A Wall Street Journal headline from last June said it best: “Accounting Choices Blur Profit Picture.”

In other words, it is getting harder and harder to figure out what exactly you are buying when you purchase a company’s stock.

The very same WSJ article revealed that, as of the close of 2015, only 29 companies in the S&P 500 used GAAP (Generally Accepted Accounting Principles) exclusively. That is a mere 5.6% of the total and a sharp decline from the 25% level seen in 2006.

Most companies have switched to emphasizing pro forma, adjusted, or non-GAAP earnings. These all conveniently leave out some expenses and charges related to running the business.

And sadly, most Wall Street analysts treat these non-GAAP earnings as the preferred view of reality.

Stealing from recent headlines, I choose to call these ways of looking at earnings “alternative facts.”

Technology Earnings

Among the biggest practitioners of this “art” of massaged earnings are technology companies. As a Bloomberg Gadfly article said, “in the headquarters of technology companies, GAAP is becoming an endangered species.”

As of the end of 2015, 80% of technology companies used handpicked profit measures. These measures ignore a major cost of doing business for these companies, such as stock-based compensation.

At 70 tech firms looked at by Bloomberg, the annual net income using GAAP of $194 billion was “magically” transformed into a $234 billion figure.

Among the biggest tech users (or is it abusers?) of non-GAAP numbers are: Salesforce.com (NYSE: CRM), Microchip Technology (NASDAQ: MCHP), Twitter (NASDAQ: TWTR) and before its acquisition by Microsoft (NASDAQ: MSFT), LinkedIn.

Salesforce, for example, only looks profitable if one ignores the cost of stock paid to employees.

We’ve gone down this path toward “alternative facts” because executives’ compensation is often tied to presenting the best possible numbers. Present good numbers and the stock roars ahead and the cash register is ringing in the executive’s wallet.

So it is easy to understand why pro forma and other alternative earnings have become so popular.

The Maturity of Some Tech Giants

The Financial Times reported last July that of the U.S. technology companies worth over $100 billion, only Apple (NASDAQ: AAPL) and Amazon.com (NASDAQ: AMZN) do not report non-GAAP numbers.

Since then, other technology companies have made strides toward what I call “real accounting” for technology earnings. These include Facebook (NASDAQ: FB), Netflix (NASDAQ: NFLX) and Alphabet (NASDAQ: GOOG).

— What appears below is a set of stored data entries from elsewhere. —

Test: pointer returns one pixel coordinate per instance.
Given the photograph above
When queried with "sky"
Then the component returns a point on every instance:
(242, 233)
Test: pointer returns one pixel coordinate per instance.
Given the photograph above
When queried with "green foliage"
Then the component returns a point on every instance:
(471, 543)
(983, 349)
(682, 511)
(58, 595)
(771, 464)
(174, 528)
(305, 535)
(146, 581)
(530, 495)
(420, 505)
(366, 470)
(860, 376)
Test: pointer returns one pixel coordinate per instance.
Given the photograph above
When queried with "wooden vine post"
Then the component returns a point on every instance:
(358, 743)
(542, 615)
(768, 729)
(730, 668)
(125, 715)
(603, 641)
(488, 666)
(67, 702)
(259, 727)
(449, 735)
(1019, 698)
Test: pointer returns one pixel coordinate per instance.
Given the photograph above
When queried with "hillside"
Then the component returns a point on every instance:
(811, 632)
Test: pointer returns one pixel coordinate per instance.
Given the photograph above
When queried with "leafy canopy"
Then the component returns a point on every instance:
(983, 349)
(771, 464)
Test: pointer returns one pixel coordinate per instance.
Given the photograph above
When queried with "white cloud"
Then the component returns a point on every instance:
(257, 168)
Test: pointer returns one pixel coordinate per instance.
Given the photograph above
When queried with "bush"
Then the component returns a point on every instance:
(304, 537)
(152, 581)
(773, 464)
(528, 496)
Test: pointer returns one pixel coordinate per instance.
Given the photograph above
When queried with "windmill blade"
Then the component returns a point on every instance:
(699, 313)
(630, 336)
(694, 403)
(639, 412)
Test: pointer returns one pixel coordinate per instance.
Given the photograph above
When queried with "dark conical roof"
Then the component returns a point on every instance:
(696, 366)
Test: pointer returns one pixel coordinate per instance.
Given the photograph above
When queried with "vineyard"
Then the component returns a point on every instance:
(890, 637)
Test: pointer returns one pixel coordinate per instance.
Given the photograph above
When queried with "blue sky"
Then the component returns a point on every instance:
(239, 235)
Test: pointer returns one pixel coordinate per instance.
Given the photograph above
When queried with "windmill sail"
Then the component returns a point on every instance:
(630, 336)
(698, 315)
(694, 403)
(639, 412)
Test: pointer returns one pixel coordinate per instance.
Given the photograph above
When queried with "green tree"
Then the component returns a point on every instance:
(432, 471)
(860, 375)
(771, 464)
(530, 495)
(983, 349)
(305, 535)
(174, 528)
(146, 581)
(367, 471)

To me, this shows the “maturity” of these companies, not having to rely on “gimmicks” to make their results look good to the investing public.

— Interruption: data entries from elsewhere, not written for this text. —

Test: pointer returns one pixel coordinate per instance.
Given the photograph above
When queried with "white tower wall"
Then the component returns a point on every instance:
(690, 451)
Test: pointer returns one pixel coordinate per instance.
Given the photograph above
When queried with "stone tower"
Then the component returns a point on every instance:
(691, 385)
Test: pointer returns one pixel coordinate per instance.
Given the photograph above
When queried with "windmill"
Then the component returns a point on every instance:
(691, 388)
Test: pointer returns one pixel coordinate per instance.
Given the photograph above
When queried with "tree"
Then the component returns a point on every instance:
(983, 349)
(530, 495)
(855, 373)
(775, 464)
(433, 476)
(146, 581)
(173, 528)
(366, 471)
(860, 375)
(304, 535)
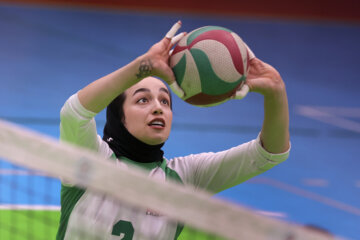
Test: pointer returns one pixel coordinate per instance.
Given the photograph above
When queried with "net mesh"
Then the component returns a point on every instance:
(31, 165)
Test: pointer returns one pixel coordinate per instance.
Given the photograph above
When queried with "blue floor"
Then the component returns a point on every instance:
(47, 54)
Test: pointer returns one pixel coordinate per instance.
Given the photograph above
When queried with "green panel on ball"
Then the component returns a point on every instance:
(179, 70)
(211, 84)
(199, 31)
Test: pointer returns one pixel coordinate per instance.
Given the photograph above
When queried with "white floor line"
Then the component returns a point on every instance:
(307, 194)
(328, 116)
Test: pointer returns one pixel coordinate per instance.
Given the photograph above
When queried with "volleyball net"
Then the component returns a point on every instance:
(31, 165)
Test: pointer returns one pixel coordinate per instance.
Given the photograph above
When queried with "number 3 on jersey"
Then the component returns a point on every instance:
(123, 229)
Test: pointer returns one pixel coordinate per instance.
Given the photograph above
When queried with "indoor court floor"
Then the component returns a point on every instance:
(49, 53)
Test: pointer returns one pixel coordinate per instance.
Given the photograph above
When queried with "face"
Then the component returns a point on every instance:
(147, 111)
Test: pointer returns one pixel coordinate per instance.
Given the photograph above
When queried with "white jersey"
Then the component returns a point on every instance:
(109, 219)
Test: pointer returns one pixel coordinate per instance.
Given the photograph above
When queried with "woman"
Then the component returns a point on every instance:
(139, 117)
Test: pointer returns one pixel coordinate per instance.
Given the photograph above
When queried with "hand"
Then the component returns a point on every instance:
(264, 79)
(159, 55)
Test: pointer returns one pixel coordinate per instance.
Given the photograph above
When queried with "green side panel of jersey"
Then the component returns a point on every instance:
(69, 197)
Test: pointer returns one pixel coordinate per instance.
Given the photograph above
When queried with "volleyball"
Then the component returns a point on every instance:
(209, 64)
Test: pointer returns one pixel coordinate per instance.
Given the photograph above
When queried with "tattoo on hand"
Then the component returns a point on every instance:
(145, 69)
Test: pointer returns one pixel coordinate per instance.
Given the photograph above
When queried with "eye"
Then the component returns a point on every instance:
(165, 101)
(142, 100)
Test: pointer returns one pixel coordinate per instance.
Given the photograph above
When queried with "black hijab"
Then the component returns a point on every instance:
(124, 143)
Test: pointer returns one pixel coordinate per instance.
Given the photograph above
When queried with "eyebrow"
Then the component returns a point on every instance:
(147, 90)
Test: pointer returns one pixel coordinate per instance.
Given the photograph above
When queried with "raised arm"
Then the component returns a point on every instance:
(97, 95)
(266, 80)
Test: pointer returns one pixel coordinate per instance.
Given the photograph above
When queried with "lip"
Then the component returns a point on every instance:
(157, 126)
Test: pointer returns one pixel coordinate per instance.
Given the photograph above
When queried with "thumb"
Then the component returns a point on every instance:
(242, 92)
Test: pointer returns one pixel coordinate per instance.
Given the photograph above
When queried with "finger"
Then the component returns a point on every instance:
(177, 38)
(176, 89)
(171, 33)
(242, 92)
(251, 53)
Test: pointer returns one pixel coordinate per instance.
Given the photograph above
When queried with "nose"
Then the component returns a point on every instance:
(157, 108)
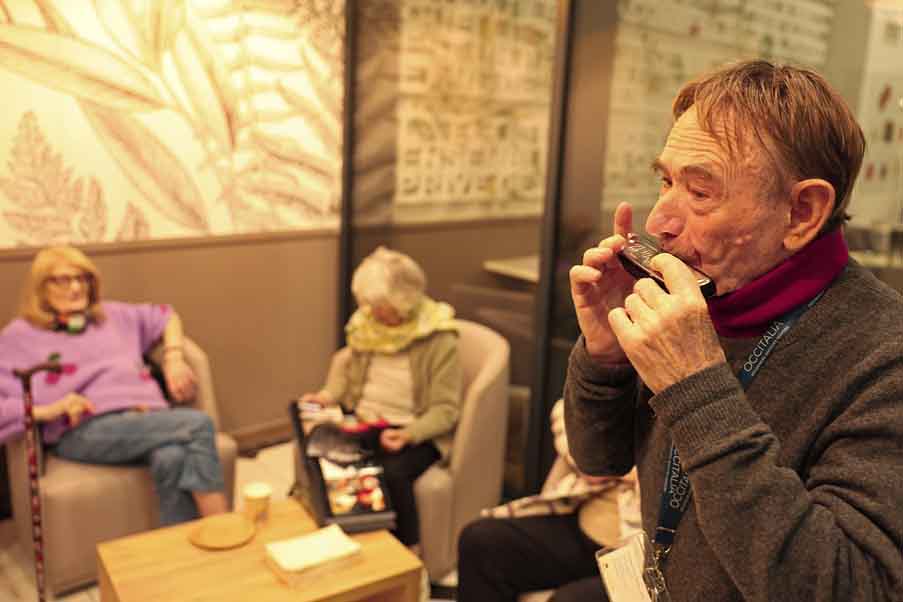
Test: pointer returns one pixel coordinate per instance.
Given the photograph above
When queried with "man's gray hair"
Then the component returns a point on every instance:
(387, 276)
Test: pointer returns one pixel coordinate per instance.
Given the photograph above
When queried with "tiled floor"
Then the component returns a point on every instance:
(272, 465)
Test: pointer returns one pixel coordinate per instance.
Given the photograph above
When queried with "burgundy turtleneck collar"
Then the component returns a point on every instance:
(750, 310)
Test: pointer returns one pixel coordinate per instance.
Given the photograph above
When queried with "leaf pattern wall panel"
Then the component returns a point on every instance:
(473, 114)
(878, 196)
(376, 110)
(168, 118)
(660, 44)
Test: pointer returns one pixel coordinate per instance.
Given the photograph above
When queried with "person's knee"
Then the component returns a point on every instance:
(200, 423)
(166, 462)
(480, 538)
(588, 589)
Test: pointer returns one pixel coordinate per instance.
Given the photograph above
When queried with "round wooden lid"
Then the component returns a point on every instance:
(222, 531)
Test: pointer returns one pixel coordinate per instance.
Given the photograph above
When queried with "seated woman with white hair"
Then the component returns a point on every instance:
(403, 372)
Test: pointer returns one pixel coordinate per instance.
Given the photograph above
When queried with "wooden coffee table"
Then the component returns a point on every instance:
(163, 566)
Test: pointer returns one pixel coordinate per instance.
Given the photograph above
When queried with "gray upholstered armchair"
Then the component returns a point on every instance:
(450, 496)
(84, 504)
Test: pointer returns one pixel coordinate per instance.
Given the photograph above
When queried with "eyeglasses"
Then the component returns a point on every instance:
(65, 280)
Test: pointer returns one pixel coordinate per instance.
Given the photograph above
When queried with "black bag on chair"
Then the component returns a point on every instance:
(343, 485)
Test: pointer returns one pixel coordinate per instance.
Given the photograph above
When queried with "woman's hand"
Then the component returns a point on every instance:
(73, 406)
(180, 378)
(393, 440)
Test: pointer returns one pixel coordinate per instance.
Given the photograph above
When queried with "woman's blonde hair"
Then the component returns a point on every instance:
(387, 276)
(34, 307)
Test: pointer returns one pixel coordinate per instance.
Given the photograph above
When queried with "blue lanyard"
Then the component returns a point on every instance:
(676, 492)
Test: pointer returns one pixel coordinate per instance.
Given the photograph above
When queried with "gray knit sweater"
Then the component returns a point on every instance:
(797, 482)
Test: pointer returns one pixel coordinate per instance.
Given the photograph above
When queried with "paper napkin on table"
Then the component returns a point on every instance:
(323, 545)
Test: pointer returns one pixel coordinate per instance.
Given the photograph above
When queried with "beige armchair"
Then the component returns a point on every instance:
(449, 496)
(84, 504)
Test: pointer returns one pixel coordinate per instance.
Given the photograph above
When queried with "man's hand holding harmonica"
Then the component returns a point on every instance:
(667, 336)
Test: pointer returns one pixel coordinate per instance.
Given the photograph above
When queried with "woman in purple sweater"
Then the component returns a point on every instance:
(104, 407)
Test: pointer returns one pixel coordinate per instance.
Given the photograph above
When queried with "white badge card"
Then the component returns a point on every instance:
(630, 573)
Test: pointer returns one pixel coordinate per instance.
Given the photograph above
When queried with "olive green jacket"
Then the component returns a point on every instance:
(436, 376)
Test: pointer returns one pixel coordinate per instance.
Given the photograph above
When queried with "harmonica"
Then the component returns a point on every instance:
(637, 255)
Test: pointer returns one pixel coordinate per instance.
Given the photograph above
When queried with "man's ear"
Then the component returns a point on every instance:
(811, 204)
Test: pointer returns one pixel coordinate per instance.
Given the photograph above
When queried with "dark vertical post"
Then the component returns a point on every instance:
(572, 222)
(549, 243)
(347, 213)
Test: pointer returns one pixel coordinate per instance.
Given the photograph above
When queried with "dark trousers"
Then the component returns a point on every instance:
(499, 559)
(401, 469)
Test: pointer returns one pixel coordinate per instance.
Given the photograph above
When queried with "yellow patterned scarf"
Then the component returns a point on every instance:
(367, 334)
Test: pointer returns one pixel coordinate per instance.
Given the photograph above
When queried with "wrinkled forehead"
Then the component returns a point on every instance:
(65, 268)
(726, 143)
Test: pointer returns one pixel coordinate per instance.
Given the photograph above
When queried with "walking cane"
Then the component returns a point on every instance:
(31, 445)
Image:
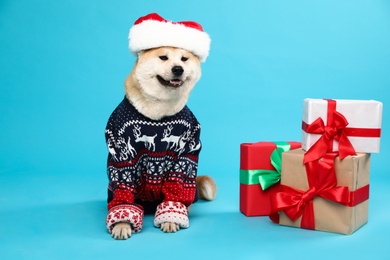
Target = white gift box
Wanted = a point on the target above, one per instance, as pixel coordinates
(364, 122)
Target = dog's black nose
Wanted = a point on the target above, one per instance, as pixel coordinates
(177, 70)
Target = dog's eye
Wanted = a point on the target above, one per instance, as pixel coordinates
(163, 57)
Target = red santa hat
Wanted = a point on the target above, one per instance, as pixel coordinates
(152, 31)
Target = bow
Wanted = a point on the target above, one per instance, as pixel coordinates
(322, 183)
(334, 130)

The most recent example of maturity came from Alphabet. It announced in its last quarterly conference call that it would stop presenting a view of its earnings that ignores stock-based compensation costs.

That is huge. Last year, such compensation came to $6.7 billion. Based on 2016 numbers, such a move would have lowered its earnings figure by nearly 20%.

And if Amazon last year had overlooked the $3 billion in stock compensation costs, it would have raised its operating profits by more than 75%.

Stick With the Best

There are some on Wall Street and even in academia that say, in this new era, we need to use new methods of accounting. They say that the old methods are “arcane” and no longer useful.

As someone who has been in the investment business since the 1980s, that scares me.

It sounds a lot like what legendary investor Sir John Templeton called the four most expensive words in the English language: “This time it’s different.”

What in the world is wrong with reporting your actual business expenses?

If companies don’t, why not go all the way and just report earnings before expenses?

My advice to investors in the technology sector is to stick with the best. Say goodbye to the companies with tricky technology earnings and creative accounting. Invest in companies that are not afraid to report their true expenses and earnings.

Apple, Amazon and Alphabet are pretty good places to start.